Hunfen ressentit un mélange d'excitation et d'appréhension à l'idée de se rendre à Blancherive pratiquement seul. Mais il savait que c'était important et qu'il devait le faire. Il serra les dents et se prépara à partir pour la ville.

Hadvar et Ralof se tenaient côte à côte, leurs visages sérieux reflétant la gravité de la situation. Le légionnaire prit la parole en premier, ses yeux se posant sur Hunfen avec une pointe de tristesse : « Je dois retourner à Solitude pour faire mon rapport au général Tullius. Nous avons besoin de renforts pour faire face à cette menace. »

Ralof hocha la tête, ajoutant d'un ton grave : "Et moi, je vais retourner à Vendeaume pour faire mon rapport à Ulfric Sombrage. La situation est plus critique que jamais."

Les deux hommes se regardèrent un instant, leurs yeux exprimant une profonde compréhension mutuelle. « J'espère qu'on ne se croisera pas sur le champ de bataille, l'ami », dit Ralof avec un léger sourire amer.

Hadvar esquissa un sourire triste. « Moi aussi, Ralof. Prends soin de toi. »

Les adieux étaient empreints d'émotion alors que chacun se préparait à partir pour ses destinations respectives. Hadvar et Ralof adressèrent à Hunfen quelques mots d'encouragement.

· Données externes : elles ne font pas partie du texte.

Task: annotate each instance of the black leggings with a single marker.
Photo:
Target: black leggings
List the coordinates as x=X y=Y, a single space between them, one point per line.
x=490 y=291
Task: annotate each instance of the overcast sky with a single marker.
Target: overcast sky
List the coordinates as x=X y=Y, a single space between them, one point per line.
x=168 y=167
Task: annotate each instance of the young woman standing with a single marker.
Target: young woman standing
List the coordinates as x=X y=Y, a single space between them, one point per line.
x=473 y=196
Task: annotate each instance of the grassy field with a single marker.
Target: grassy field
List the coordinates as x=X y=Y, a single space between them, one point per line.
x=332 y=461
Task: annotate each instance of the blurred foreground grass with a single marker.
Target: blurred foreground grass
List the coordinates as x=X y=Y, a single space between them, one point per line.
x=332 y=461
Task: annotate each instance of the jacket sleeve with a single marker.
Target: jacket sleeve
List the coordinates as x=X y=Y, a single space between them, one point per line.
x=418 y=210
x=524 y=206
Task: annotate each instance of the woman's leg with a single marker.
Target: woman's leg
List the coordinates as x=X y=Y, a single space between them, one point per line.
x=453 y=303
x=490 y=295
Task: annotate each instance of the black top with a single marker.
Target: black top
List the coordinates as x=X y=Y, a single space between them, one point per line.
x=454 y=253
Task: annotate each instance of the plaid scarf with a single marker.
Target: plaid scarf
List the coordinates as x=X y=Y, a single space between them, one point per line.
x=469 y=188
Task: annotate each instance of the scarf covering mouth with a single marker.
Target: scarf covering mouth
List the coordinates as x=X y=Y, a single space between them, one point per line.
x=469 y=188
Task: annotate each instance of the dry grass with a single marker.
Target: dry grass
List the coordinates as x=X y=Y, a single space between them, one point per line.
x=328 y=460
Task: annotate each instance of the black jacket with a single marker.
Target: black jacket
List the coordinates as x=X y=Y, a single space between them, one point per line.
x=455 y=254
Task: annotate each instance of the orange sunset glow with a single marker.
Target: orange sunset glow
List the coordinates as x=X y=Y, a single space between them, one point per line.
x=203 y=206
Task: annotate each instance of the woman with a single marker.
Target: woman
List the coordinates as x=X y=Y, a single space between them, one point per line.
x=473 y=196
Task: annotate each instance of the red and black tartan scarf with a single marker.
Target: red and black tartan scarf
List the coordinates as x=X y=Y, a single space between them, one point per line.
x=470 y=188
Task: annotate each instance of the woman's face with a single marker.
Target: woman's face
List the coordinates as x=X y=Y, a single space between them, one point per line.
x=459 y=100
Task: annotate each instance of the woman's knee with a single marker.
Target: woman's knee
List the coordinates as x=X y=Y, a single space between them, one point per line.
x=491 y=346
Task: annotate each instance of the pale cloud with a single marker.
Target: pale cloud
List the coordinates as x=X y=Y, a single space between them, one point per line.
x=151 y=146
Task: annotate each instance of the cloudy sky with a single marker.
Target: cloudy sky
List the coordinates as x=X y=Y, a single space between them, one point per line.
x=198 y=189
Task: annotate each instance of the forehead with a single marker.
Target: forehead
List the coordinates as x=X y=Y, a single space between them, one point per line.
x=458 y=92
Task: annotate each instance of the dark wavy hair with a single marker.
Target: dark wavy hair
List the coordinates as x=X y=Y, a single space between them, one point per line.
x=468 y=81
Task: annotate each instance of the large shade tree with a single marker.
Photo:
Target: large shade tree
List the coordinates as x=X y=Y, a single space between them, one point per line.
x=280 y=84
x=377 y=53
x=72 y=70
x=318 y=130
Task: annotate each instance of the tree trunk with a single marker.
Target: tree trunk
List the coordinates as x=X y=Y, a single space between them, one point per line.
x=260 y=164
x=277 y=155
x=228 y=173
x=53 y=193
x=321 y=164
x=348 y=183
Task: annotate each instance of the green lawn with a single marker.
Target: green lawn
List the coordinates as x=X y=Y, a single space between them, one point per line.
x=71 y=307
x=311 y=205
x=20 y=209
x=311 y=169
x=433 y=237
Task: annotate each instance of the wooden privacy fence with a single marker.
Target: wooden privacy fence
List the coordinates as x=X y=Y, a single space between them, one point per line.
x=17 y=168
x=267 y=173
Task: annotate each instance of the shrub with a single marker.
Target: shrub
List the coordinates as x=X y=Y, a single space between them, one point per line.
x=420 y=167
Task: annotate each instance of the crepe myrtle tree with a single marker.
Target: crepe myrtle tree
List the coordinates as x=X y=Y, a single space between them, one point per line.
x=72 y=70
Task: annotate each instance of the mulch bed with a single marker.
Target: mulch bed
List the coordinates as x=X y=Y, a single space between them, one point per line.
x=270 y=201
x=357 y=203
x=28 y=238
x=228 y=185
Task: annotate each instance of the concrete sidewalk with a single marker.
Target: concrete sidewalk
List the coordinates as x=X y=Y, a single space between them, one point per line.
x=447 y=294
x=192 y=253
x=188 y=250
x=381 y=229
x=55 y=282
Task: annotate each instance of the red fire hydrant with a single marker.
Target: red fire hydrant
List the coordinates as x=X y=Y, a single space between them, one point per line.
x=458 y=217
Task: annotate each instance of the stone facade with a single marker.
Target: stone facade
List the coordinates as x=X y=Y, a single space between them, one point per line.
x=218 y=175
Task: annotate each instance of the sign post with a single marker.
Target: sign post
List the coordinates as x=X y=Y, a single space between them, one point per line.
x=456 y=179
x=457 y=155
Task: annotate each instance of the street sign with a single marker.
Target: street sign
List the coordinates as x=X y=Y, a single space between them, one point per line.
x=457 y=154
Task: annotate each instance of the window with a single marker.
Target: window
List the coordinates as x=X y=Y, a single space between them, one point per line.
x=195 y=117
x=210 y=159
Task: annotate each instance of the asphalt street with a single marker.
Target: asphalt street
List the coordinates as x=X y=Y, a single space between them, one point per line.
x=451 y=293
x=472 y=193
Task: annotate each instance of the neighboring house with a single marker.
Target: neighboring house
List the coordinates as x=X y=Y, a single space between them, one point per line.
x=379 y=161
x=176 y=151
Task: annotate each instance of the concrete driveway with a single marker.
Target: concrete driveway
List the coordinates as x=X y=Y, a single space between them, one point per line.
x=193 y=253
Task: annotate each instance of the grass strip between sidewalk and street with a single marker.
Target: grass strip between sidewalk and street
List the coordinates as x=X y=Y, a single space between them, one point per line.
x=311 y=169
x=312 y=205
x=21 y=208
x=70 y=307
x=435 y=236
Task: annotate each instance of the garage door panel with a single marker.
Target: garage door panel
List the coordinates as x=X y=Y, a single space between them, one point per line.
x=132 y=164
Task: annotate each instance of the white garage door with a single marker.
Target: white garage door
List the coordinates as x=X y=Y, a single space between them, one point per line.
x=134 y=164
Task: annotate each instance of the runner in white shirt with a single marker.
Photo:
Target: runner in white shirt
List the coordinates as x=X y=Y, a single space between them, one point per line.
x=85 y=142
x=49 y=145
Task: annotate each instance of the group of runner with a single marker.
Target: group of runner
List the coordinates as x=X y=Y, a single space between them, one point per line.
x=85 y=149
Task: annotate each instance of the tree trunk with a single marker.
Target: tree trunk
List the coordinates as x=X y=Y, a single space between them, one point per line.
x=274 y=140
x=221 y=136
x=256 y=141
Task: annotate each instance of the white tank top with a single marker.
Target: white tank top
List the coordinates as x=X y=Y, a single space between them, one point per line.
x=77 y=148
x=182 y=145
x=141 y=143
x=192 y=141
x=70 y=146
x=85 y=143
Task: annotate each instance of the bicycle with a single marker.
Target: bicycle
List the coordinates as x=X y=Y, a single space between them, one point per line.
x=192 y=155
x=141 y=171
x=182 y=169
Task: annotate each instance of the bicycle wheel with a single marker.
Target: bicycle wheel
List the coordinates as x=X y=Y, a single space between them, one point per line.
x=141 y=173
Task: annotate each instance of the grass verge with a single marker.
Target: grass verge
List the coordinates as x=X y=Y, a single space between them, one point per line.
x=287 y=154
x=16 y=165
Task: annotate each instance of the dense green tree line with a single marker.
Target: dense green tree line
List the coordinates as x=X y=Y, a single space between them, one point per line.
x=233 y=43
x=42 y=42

« N'oublie pas de continuer à t'entraîner avec ton sort de flammes, Hunfen. lui dit Hadvar avec un sourire. Mais fais attention à ne pas faire brûler la forêt !

— Oui, nous avons assez de problèmes comme ça ! ajouta Ralof en riant. Prends soin de toi, petit ! »

Alvor s'approcha d'Hunfen et lui tendit une dague bien aiguisée. « Tiens, je te donne ceci. On ne sait jamais ce que tu pourrais rencontrer sur ton chemin. Prends soin de cette arme, elle te le rendra ! »

Hunfen prit la dague avec gratitude, les yeux brillants. « Merci, Alvor. Je ferai attention. »

Ils se dirent tous au revoir et se séparèrent, chacun partant dans des directions différentes. Hunfen, avec sa dague et son armure ajustée, se sentait prêt à affronter les défis qui l'attendaient. Delphine empoigna la longe du cheval et ensemble, ils se mirent en route vers Blancherive.